Camagüey City - Other Cities And Attractions

Basic Information
Area: 15,990 sq. km
Capital: Camagüey
Population: 774,100

Camagüey is the biggest province in the country, with more than 14,000 square kilometers. The panorama of Camagüey province is uniformly flat, broken up only by palm trees, whilst the soil, some of the most fertile in the land, makes it suitable for the growing of sugar cane. The area is also cattle country-home to herds of cattle, primarily Cuban Charolais, which are bred for beef, and Zebu, bred for their milk.

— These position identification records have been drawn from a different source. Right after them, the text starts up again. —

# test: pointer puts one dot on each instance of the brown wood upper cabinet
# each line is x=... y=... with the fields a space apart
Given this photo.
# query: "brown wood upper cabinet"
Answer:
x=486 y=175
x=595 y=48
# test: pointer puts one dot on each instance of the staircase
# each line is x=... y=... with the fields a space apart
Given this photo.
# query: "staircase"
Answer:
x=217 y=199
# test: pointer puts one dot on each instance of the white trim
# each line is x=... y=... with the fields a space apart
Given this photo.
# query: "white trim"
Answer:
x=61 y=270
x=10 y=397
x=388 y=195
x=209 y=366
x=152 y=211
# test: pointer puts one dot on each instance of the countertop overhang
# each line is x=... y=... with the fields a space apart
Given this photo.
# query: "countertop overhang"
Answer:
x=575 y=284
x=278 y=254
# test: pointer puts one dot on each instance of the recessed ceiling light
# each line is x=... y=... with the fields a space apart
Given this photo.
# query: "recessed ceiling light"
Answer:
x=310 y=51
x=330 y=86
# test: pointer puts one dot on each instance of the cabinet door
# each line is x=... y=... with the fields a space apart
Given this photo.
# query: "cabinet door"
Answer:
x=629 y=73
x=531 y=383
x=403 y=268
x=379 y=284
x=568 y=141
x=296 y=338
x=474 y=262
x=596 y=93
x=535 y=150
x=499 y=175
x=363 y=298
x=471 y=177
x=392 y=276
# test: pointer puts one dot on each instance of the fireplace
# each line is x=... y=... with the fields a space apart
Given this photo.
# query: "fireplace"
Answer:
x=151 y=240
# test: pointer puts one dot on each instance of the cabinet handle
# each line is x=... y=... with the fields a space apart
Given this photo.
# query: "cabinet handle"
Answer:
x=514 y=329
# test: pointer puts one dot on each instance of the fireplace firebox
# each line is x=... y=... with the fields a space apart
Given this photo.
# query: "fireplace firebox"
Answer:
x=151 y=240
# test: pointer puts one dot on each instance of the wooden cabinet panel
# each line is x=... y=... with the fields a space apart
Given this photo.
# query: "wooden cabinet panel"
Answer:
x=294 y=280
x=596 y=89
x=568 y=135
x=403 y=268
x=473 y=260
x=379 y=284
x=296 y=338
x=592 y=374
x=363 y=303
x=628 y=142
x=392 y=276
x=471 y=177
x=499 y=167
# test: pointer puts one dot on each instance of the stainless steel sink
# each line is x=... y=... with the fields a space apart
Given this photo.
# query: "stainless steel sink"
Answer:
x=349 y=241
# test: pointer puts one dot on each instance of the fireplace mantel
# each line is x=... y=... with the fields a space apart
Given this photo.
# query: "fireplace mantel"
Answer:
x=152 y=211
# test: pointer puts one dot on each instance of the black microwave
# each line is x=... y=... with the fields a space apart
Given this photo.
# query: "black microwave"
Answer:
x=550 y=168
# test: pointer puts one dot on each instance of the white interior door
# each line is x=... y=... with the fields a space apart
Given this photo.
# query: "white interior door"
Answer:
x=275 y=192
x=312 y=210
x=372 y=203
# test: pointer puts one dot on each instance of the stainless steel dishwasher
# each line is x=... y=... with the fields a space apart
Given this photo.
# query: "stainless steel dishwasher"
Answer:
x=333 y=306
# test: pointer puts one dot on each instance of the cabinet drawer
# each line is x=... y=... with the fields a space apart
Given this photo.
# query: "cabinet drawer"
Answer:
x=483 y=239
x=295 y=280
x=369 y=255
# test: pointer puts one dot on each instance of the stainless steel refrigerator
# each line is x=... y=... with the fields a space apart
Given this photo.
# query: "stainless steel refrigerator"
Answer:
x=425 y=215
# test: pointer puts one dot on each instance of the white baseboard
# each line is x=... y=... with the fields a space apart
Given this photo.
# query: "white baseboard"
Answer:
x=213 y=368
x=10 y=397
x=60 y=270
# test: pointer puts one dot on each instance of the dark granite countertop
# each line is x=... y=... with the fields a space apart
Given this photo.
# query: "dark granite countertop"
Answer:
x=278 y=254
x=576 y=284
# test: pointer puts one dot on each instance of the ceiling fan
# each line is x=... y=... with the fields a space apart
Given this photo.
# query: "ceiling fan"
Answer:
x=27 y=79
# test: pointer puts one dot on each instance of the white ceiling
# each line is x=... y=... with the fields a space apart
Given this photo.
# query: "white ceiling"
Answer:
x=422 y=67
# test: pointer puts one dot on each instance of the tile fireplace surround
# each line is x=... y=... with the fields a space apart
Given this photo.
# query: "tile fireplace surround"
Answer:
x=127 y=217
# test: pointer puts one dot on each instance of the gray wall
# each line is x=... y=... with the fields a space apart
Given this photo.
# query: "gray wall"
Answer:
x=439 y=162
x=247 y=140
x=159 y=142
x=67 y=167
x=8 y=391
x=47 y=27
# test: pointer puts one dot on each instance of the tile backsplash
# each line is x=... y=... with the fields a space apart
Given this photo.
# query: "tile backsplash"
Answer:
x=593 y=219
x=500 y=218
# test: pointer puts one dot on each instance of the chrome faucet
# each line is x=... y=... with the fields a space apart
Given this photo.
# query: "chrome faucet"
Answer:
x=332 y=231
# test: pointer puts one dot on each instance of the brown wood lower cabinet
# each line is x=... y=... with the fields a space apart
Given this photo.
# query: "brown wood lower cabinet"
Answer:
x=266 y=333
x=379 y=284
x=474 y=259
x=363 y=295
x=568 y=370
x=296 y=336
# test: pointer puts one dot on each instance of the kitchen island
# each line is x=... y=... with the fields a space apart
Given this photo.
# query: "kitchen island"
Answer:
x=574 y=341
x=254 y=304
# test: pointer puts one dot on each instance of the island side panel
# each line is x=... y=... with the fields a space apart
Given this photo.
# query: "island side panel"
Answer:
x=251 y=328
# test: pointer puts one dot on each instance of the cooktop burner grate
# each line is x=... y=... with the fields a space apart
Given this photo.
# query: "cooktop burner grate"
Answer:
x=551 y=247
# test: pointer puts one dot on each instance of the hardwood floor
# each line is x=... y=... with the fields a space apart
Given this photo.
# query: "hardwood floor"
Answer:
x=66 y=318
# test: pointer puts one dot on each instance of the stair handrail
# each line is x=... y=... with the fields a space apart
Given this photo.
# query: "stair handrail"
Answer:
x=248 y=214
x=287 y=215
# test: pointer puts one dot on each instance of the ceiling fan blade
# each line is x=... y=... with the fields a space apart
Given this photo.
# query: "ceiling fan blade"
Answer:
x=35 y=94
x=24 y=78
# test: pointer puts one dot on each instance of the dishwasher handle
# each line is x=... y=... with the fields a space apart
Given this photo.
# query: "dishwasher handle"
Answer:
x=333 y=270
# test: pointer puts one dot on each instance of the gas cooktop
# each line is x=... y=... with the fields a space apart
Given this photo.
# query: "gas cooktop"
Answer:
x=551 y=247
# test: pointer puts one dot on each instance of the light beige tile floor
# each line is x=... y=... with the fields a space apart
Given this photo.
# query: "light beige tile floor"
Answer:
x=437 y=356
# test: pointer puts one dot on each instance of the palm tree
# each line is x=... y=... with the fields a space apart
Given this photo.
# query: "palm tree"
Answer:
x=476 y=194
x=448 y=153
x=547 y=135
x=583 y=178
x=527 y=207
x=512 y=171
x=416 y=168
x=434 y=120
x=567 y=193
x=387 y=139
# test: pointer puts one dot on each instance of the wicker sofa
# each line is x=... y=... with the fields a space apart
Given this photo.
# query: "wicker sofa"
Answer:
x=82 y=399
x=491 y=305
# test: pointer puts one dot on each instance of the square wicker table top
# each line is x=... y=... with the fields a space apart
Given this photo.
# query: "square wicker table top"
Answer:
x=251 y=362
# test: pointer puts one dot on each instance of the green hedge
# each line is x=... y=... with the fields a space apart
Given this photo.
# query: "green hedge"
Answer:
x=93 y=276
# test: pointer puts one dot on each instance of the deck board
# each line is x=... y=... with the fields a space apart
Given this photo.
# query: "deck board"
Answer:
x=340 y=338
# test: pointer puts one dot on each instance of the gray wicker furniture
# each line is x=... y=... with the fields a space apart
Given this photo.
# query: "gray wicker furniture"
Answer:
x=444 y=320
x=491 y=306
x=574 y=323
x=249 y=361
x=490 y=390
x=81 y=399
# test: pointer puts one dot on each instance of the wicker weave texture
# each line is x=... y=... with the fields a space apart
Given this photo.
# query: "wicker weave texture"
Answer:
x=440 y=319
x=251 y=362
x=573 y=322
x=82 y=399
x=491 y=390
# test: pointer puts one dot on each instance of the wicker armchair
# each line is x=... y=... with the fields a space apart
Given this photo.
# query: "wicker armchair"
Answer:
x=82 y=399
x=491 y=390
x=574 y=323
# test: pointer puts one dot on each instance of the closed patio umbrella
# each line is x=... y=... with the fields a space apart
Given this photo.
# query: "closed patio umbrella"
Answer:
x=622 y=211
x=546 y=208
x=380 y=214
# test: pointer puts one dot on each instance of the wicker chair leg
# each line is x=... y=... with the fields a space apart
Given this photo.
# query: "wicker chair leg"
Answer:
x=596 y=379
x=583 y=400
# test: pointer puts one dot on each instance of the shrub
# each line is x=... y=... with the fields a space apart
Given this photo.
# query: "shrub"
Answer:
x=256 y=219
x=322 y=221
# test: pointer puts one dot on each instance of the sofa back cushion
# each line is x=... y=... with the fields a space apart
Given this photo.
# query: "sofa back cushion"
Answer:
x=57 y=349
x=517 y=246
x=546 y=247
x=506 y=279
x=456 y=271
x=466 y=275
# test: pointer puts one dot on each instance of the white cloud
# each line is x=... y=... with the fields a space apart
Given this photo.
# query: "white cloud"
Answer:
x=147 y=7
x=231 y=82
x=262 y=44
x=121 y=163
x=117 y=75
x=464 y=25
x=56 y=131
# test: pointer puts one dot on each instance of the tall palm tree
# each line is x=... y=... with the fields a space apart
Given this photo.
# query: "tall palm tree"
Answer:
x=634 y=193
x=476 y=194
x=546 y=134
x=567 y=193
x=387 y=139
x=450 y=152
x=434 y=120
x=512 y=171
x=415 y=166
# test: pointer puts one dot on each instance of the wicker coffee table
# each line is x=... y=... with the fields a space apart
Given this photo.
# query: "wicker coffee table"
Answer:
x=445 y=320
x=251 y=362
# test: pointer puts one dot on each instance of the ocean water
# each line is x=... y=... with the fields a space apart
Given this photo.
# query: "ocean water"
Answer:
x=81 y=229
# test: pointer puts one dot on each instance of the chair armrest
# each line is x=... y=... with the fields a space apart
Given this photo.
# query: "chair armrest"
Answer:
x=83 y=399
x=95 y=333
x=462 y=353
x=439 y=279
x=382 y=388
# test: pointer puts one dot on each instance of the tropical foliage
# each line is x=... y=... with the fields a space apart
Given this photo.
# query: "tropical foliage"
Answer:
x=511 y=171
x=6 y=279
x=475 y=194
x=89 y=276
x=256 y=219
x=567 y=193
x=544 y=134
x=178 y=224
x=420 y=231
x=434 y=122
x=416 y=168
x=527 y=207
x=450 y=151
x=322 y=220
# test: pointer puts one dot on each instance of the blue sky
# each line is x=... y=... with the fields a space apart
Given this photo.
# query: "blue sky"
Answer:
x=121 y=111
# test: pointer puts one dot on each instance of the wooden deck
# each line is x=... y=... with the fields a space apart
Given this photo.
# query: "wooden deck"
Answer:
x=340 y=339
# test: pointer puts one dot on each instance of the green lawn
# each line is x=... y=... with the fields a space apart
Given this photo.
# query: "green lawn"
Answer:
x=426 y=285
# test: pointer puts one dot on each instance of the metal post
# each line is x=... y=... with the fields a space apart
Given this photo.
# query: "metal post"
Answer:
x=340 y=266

This province is also home to one of the most important port towns in the country, Nuevitas, which handles the transportation of the many thousand of tons of sugar produced by the 13 provincial sugar mills. Camagüey also boasts the up and coming beach resort of Santa Lucia, some 100 km north of the city.

Camagüey

The province has 120 km of beaches, almost 25% of the whole country, which convert it in the potential most important tourist focus in Cuba. In Santa Lucia, with its 20 km of beach, many of them virgin and protected by a choral barrier, you can learn and practice diving. The best beaches in the zone are in Boca, near the access channel to the Nuevitas Bay, semi isolated and little visited. Following to the west is the Sabinal key joined to the island by a road of stone. Romano and Cruz with 40 km of beaches with very fine sands are ideal places for diving too. In this zone lives an important colony of pink flamingo on the Caribbean.

The capital of the province is the city of Camagüey, one of the 7 first villages founded by Diego Velazques in 1515, with the name of Santa Maria del Puerto Principe, in the place known as Punta del Guincho, at the west side of the Nuevitas Bay. The constant pirates' attack obligated to their first residents to move the city in 1516 to the border of the Caonao River.

In 1528 the city was settled finally in the Indian place known as Camaguelo Camaguebax, in the center of the province. Very soon it lost this peculiar name and it was named as Puerto Principe, which was lost too. Today every body calls it Camagüey.